Does the agreement require all faculty research projects to be selected using impartial peer review? No

Academic methods of research selection (such as independent expert peer review) are not discussed at all in the agreement. This may leave the selection of faculty research projects subject to the potentially narrow commercial criteria and interests of the sponsor, Chevron.

Transparency

Review Question #3

Is the process for submitting faculty research applications fully transparent? No

The U.C. Davis-Chevron agreement is weak in describing the governance structure (see discussion above, regarding the Joint Management Committee). It also provides few specifics on how faculty research proposals will be weighed and selected for funding.
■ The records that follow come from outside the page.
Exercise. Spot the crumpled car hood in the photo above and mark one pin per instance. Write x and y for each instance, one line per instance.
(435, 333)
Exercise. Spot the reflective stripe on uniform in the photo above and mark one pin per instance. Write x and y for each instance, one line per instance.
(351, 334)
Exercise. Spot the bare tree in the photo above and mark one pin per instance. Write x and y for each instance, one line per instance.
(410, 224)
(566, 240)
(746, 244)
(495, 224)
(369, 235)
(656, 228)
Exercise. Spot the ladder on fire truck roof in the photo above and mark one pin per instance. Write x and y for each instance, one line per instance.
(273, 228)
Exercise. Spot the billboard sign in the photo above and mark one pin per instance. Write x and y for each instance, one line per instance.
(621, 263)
For example, the agreement states that “[e]ither Party may propose research projects from time to time,” but final decisions will be made by “agreement.”13 As such, this agreement lacks adequate academic transparency regarding the faculty application and research selection process.

Protection of academic publication rights

Review Question #4

Is the university’s right to publish protected? Yes

The agreement states that U.C. Davis “may catalog and place reports” of sponsored research in the campus library “to ensure that such results are available to the interested public, and they may issue publications based on the Research Project and use any results non-proprietary to [Chevron] in their research and educational programs.”14 This right is subject to the corporate-sponsor review provisions for publications and presentations referenced below.

Review Question #5

What is the maximum publication delay permitted to allow the industry sponsor to remove proprietary information and/or file for patent protection?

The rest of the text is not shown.